Five weeks after those first two weeks, life is still darn difficult, but it’s evolved into something beautiful in the same way that high school was a hard yet superb four years. All those little things and all those stresses still have a big ole presence in my life, and I still have a long long way to go before I will feel fulfilled in the relationships that I’ve created in my community and the work that I’ve done in the school. But just like in high school, the only thing to do when things aren’t going as well as they ideally should is work harder. In high school, that meant putting more work into my assignments – more problems, more notes, more revisions. Here, I don’t have any assignments to work harder on.
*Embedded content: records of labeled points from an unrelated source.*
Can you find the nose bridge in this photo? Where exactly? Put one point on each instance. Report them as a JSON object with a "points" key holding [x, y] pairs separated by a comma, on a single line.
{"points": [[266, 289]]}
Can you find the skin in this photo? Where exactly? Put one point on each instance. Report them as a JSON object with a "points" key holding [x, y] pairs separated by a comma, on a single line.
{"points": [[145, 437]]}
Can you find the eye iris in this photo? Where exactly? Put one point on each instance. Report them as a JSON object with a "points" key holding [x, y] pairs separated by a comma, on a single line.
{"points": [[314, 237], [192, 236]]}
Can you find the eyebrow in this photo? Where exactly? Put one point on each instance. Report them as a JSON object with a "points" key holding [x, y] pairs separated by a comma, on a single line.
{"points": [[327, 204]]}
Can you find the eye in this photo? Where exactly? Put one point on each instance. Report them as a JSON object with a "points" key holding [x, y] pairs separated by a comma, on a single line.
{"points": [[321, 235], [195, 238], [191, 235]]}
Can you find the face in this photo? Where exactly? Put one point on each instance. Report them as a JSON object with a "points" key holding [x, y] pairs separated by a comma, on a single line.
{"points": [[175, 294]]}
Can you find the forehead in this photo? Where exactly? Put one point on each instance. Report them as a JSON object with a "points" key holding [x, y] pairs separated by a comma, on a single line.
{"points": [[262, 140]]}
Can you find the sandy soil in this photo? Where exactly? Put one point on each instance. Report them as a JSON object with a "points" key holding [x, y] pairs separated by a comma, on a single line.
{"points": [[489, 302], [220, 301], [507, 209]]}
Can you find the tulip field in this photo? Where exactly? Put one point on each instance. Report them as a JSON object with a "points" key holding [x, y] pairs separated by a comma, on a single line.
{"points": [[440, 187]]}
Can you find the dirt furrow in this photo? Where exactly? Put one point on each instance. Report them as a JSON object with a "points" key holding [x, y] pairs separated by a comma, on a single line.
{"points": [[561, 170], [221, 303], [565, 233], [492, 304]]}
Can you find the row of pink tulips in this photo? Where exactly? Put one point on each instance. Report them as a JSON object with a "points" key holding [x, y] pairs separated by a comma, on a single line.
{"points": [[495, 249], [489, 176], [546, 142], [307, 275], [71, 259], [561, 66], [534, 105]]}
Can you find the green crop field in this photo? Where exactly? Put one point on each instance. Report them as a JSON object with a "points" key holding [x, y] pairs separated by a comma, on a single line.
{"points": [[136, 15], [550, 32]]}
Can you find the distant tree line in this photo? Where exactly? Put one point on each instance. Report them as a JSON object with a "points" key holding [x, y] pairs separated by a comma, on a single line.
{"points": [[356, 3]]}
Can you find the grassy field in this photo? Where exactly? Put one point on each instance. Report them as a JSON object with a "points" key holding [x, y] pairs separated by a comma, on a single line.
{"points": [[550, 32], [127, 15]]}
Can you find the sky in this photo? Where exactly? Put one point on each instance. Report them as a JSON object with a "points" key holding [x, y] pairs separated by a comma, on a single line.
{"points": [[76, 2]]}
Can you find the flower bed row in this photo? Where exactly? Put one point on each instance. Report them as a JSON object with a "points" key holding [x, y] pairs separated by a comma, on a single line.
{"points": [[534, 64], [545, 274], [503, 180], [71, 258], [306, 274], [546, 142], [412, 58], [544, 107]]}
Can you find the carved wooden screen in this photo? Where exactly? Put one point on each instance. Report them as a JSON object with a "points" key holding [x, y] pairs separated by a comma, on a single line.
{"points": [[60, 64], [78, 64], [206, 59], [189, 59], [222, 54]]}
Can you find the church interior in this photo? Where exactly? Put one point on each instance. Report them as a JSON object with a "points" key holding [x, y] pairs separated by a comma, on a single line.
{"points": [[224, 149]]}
Here, my only job is successfully live in a completely foreign place. The only thing I can find to pour more work into is myself – making myself more grateful, more positive, more resilient, capable, and kind. So far, the results of applying the same standards of work that I applied to high school to improving myself as a person have made this difficult life an incredible life. On the one hand, I see the way things have improved around me in the shared smiles with my coworkers and the jokes with my host parents. On the other, internally I feel myself becoming a better person. If you put enough intentionality into acting more positive, grateful, and kind in everything you do, eventually you become a more positive, grateful, and kind person. While it took me a good seven weeks, I’ve mostly peeled my motivated self off the sidewalk and beaten back my whiny self.
 
Feeling myself change, change into a person I like better, is empowering. And if it means that I have to cope with diarrhea and a little scattered used toilet paper every day for my remaining four and a half months, then good. Bring it on. I’m determined to come back different. Not in your stereotypical I-just-came-back-from-a-foreign-impoverished-place-and-now-I’m-somehow-enlightened kind of way, but in a kinder, more capable, overall just better kind of way. Now, I might rock some parachute pants when I get back, but that’s because parachute pants are dope, not because I’ve turned into some Mac-using bohemian vegan.